We use a gas cooker to prepare the meat that’s already defrosted.
Worried about our food, we’re offered a lifeline.
We’re not completely isolated in the bush. Across the river, five people exit the trees. There’s no boat. They appear from thin air. Calling out, we learn there’s an access trail to Nortons Basin Road, Wallacia (roughly a km uphill). After a quick phone call, Brodie gets a case of beer and two bags of ice delivered to the top of the trail.
The next day starts with a natural bath.
I stumble over moss covered rocks until I find a deep, circular groove. It forms the perfect bathtub to wash myself in the river. Given the waters beautiful temperature, we paddle to the rapids. Sitting in the rock grooves is like a spa. Little jets are formed by the waters flow. I find two gaps to hold my elbows and prevent being swept away. There are some minuscule leeches, but they wash off. Besides, the spa is too relaxing to move.
The area is surrounded by birds.
Two noisy water hens sit on a submerged tree. Nearby, a lone black swan circles. He munches on plants disinterested in our spa session. The beautiful call of Bell birds interrupts the quiet hum of Cicadas. It’s incredibly tranquil.
Needing deeper water to escape the 42 degree Celsius heat, we search for two lagoons. It’s a short hike up the access route (half way toward Nortons Basin Road). However, I’m panting intensely in the heat. My water bottle is no relief. It’s near boiling.

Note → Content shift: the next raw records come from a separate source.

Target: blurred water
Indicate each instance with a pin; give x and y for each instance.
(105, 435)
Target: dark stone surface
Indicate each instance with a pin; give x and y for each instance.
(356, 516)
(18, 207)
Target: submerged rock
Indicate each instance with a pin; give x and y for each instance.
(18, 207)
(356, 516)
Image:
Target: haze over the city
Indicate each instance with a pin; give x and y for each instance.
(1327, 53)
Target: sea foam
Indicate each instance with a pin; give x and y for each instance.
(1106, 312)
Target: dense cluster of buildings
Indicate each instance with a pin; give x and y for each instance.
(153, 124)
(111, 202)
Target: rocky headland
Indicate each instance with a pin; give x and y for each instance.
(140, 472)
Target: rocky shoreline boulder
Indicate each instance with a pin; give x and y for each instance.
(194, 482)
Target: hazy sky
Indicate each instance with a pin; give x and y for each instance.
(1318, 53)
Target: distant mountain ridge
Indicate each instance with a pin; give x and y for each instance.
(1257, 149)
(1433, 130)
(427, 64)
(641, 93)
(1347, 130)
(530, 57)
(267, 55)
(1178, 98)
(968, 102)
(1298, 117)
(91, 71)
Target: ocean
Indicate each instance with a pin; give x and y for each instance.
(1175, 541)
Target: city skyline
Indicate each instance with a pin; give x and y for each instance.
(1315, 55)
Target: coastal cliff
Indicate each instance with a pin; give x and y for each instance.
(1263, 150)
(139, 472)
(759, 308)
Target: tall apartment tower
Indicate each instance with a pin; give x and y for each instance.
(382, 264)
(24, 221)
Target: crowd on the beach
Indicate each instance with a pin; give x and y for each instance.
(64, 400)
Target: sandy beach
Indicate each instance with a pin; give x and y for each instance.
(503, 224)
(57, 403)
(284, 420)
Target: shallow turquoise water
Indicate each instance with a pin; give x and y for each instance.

The trail passes a few rusted cars, long abandoned, before descending steeply. At the bottom, there’s an enormous lagoon. Water enters via a cascading waterfall. The last descent is the largest (about a metre high). I walk across the top and sit on the edge of the waterfall. My legs dangle on the ledge as water pours around me.
Joining the lads, we stand beneath the waterfall and experience its force before heading upstream, jumping across rocks and boulders for 500 metres. We discover the second lagoon, which is enormous, roughly 100 metres wide and 6 metres deep. It’s enclosed by a huge ridge, almost blocking the sun.
It’s hard to wake on the third morning.
At 6 am, I unzip the tent and start packing my bag. There’s a light breeze. It’s a nice reprieve from the recent heat. We load the boats and launch by 7:45 am. It’s overcast. The clouds partially block the sun’s intensity. We maintain a steady pace, stopping only at Glenbrook Creek. I refuel on 2-minute noodles and continue home.
We always seem to follow Hillbill’s wild ideas. While camping and paddling in 40-degree weather seems crazy, the valley keeps us cool and the swimming is refreshing. Plus, the Nepean River is a beautiful place. It’s surrounded by the iconic Australian bush. However, I wouldn’t camp here unless you know someone from the area, with first aid training, and possibly a satellite phone. There’s a high risk of snake and spider bites, falls or getting lost in bushland. Luckily, we return safely to the M4 Bridge after three hours paddling. After a week’s reprieve, Hillbill calls with another great camping idea.
- Tent, sleeping bags, headlamp
- First aid kit for falls, snakes and spiders
- Satellite phone (if possible)
- Kayak and paddle
How To Get There
- Bush walking / Hiking
- Fishing (if you want)
Intermediate – a decent amount of paddling in tough conditions but flat water. It also requires knowledge of the bush around the Blue Mountains.
A 42 km return paddle and, approximately, a 1 km walk to the lagoons.